A day after demanding Washington lawmakers extend middle-class tax cuts while raising taxes on the wealthy, President Obama took his case directly to voters Tuesday, traveling to Iowa to argue that the rich should pay higher taxes in order to cut the deficit and fund his spending priorities.
Presumptive Republican nominee Mitt Romney countered at a town hall style meeting in Colorado, arguing that the president’s plan would increase taxes on small businesses, and said his own across-the-board rate reduction is a more economy-friendly approach.
Looking to cast Republicans as strictly beholden to the most deep-pocketed Americans, Mr. Obama shoved the Bush-era tax cuts back onto the forefront of the presidential campaign this week. He called on Republicans to “not hold the vast majority of Americans hostage” to a debate over whether to give tax cuts for the top 2 percent of U.S. households.
Speaking at a recreation center in Cedar Rapids on Tuesday, Mr. Obama suggested that Republicans have so far been unwilling to compromise.
“What do you usually do when you agree on 98 percent and disagree on the other 2 percent?” he asked the crowd. “Go ahead and do the 98 percent and hold off on the 2 percent. Let’s agree when we can agree.”
The White House has, however, held 98 percent agreement hostage over 2 percent disagreement itself. Presidential spokesman Jay Carney said this week that Mr. Obama would veto a hypothetical bill that extended all the Bush cuts for everyone, including the wealthy.
If Congress fails to extend the Bush-era tax breaks for families making less than $250,000 a year, Mr. Obama warned that it would be “a huge blow to those families” and “a big blow to our entire economy at a time when we need all the help we can get.”
Wealthier Americans like himself, he argued, should pay more.
“To give me another tax break, or to give Warren Buffett another tax break, or to give Mitt Romney another tax break, that would cost about a trillion dollars and we can’t afford it, not at a time when we’re trying to bring down our deficit, not at a time when we’re trying to reduce our debt,” he said.
Mr. Romney returned fire later in the day, labeling the president an “old-style liberal” and outlining his proposal to reduce individual tax rates for all Americans by 20 percent.
He also said that after the disappointing jobs report released earlier this month, the president’s plan amounts to “another kick in the gut” — creating another financial burden for the same small businesses that are the nation’s job creators.
“So at the very time the American people are seeing fewer jobs created than we need, the president announces he’s going to make it harder for jobs to be created,” Mr.
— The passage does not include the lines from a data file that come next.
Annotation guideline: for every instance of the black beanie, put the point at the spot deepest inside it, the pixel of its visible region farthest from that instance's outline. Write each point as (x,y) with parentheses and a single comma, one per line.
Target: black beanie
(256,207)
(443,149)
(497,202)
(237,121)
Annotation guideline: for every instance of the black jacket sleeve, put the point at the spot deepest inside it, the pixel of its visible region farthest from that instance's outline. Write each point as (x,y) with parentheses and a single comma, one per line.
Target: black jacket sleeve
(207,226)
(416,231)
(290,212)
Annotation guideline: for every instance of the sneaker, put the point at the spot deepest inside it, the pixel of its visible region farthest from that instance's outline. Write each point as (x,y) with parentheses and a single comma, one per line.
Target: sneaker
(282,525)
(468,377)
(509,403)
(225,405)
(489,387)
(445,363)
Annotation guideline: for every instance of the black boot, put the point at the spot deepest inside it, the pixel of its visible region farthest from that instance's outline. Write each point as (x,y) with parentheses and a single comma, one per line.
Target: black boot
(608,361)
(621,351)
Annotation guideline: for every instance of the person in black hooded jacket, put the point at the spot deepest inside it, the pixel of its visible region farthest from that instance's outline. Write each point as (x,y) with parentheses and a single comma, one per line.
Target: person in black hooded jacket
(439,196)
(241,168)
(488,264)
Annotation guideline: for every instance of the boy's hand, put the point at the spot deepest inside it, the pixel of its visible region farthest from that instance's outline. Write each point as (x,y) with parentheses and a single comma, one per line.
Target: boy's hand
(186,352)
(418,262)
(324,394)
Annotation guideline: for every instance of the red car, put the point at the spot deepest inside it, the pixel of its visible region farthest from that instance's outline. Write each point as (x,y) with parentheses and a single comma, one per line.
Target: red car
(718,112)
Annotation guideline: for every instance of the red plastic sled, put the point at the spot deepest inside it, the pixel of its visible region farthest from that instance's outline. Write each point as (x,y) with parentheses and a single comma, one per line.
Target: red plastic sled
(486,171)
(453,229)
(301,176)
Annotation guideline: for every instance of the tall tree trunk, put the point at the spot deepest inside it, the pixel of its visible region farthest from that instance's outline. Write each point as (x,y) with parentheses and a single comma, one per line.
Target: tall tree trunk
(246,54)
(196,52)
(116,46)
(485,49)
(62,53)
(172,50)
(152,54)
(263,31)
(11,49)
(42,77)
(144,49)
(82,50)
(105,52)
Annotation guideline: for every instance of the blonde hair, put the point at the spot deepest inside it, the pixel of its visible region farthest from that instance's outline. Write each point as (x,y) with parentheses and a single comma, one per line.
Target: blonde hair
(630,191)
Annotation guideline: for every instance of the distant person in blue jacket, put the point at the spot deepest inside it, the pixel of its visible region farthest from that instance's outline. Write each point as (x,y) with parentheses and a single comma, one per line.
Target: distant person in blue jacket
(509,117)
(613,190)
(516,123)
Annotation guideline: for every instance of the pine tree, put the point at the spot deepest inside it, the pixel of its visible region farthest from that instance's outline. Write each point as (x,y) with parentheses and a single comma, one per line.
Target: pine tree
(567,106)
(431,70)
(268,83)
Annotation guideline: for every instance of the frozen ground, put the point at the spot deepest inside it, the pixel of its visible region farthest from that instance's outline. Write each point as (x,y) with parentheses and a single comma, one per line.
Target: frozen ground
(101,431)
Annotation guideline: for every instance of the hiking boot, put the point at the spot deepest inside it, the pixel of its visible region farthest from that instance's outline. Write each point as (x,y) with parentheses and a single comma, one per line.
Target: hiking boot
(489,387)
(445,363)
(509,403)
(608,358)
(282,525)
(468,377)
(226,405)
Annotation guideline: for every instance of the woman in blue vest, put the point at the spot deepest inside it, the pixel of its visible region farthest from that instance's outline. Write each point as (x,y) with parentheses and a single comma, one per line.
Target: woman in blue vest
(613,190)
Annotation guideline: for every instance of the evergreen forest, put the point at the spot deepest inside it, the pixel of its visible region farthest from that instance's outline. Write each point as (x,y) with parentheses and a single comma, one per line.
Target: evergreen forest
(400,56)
Romney told the audience.
The renewed tax battle comes on the heels of a Washington Times/ JZ Analytics poll released this week that shows the race for the White House remains essentially tied four months from Election Day — highlighting the importance that Iowa, Colorado and about a handful of other battleground states will play in picking the next president.
With the help of the Republican National Committee, Mr. Romney also fought back Tuesday against the attempts by the Obama camp and other Democrats to label him as an outsourcer of jobs. In recent weeks, Democrats have pointed to a story in The Washington Post that said his former company, Bain Capital, invested in firms that shipped American jobs to countries like China and India to cut costs.
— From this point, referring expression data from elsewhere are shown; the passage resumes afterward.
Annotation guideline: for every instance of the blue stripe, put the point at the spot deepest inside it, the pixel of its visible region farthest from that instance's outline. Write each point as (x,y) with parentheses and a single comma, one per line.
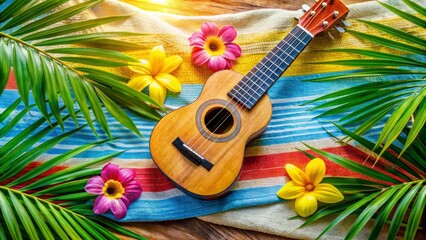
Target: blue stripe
(293,122)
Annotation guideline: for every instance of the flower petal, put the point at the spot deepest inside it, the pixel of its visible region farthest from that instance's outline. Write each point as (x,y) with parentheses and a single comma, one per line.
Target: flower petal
(140,81)
(290,191)
(110,171)
(217,63)
(156,59)
(169,81)
(209,29)
(144,67)
(125,175)
(157,92)
(228,33)
(95,185)
(297,175)
(234,49)
(197,40)
(199,56)
(118,208)
(228,65)
(126,200)
(171,63)
(327,193)
(315,171)
(132,190)
(306,204)
(102,204)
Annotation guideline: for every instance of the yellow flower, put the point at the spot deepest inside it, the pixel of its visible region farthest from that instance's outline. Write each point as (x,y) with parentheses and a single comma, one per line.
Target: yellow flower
(307,189)
(155,72)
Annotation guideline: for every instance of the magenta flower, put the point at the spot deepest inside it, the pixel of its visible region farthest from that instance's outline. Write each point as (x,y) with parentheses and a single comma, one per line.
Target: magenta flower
(214,47)
(116,189)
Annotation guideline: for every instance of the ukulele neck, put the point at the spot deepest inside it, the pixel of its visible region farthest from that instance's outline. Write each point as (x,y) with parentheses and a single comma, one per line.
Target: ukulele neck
(255,84)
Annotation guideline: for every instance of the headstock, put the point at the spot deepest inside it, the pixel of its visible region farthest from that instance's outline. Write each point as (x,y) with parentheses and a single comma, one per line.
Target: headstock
(324,14)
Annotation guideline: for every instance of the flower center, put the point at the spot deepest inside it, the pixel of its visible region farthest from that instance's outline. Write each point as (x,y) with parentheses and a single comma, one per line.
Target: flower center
(309,187)
(113,189)
(214,46)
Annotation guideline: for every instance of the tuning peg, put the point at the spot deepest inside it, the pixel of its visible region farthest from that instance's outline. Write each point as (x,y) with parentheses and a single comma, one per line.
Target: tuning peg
(305,7)
(346,23)
(340,29)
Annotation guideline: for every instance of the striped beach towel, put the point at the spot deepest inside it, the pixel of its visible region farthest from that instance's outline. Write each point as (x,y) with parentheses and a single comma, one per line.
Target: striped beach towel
(263,171)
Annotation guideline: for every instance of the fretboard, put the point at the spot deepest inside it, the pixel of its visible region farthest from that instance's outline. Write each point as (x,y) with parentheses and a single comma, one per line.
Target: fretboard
(255,84)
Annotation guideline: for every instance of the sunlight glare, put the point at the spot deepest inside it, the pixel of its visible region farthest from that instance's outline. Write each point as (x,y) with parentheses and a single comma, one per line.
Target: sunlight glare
(159,1)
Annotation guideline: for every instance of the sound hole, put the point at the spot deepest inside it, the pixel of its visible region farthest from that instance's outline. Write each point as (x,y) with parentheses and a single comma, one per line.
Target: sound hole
(219,120)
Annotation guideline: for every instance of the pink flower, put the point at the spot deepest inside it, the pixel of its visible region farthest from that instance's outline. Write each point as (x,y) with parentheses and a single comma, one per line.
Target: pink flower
(214,46)
(116,189)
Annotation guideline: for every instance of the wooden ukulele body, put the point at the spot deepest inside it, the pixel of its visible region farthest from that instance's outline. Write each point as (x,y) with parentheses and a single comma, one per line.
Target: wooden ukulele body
(215,127)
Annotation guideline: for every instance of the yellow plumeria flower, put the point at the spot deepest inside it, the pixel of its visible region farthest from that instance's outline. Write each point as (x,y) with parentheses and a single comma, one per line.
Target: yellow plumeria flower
(307,189)
(155,72)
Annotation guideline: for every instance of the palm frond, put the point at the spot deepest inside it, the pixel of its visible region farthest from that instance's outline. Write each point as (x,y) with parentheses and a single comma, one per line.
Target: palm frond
(395,102)
(54,75)
(387,195)
(42,209)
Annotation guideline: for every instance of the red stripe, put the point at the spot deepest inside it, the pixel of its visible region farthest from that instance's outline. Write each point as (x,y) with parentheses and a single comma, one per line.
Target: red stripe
(11,83)
(259,167)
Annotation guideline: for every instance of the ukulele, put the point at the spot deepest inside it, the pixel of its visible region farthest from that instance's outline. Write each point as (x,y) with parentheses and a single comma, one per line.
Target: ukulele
(200,147)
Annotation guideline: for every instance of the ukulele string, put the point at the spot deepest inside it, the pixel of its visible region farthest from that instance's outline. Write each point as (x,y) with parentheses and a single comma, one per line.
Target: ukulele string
(239,108)
(247,100)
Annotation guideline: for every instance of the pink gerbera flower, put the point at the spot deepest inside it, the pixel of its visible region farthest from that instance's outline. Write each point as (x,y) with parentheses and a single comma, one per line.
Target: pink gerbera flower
(214,46)
(116,189)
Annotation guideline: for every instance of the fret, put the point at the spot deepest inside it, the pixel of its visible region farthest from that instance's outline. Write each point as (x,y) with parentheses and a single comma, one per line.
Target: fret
(269,77)
(267,67)
(255,84)
(288,44)
(296,38)
(242,88)
(241,99)
(253,75)
(272,71)
(272,62)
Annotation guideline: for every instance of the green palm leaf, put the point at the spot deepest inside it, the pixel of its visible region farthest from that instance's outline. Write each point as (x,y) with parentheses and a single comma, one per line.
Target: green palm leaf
(49,76)
(371,103)
(28,214)
(400,184)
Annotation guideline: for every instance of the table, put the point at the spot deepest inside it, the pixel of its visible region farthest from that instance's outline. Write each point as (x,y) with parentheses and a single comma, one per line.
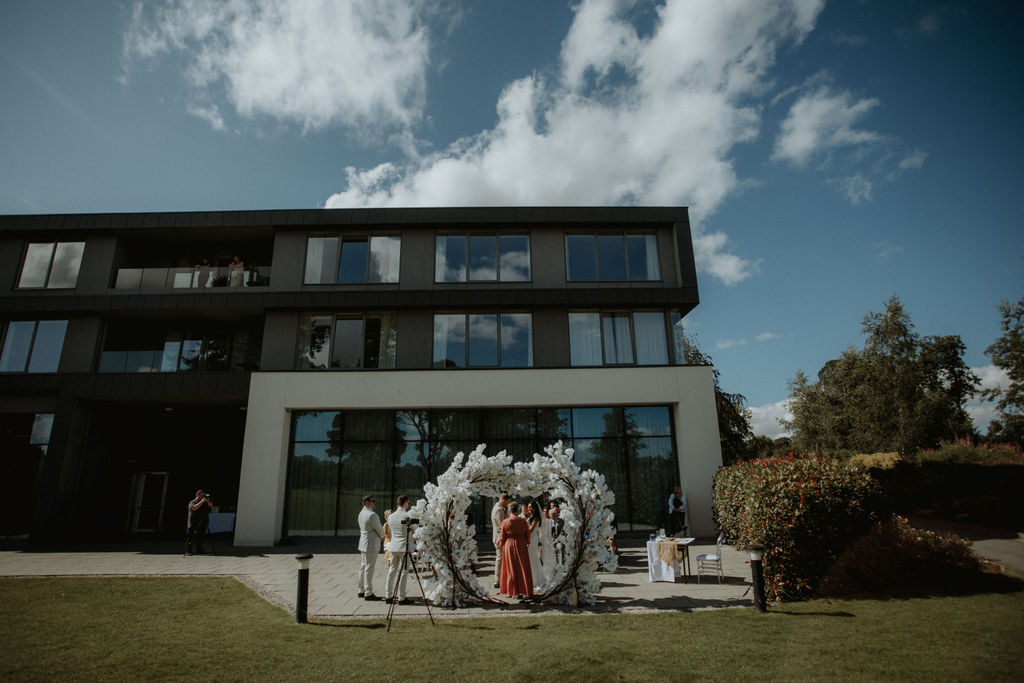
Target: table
(221,521)
(658,570)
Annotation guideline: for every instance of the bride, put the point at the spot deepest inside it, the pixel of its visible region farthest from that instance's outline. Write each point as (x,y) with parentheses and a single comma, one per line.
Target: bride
(536,541)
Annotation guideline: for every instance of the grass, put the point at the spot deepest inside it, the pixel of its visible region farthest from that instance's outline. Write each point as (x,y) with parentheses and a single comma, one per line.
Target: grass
(216,629)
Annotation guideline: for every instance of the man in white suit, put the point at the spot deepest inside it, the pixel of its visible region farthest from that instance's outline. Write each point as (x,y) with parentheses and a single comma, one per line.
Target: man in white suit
(371,535)
(396,573)
(499,513)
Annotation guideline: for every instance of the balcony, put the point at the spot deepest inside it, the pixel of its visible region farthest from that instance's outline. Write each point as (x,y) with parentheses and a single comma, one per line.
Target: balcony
(138,280)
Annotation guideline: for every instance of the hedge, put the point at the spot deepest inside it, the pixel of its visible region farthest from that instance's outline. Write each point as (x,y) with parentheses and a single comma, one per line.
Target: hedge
(805,510)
On Tuesday, Mr. Romney called the Obama ads “false and misleading” — among other things, the Bain investments in question occurred after Mr. Romney ran the company. Both factcheck.org and Post fact-checker Glenn Kessler also have come down hard on the Obama campaign’s use of The Post story.
Mr. Romney also tried to turn the tables on Mr. Obama by alluding to a more-recent Post story that came down hard on Mr. Obama on a similar issue — the use of federal stimulus money to support companies that made products overseas.
“But it is interesting that when it comes to outsourcing, that this president has been outsourcing a good deal of American jobs himself by putting money into energy companies — solar and wind — that end up making their products outside the United States,” he said. “If there is an outsourcer-in-chief, it is the president of the United States, not the guy who is running to replace him.”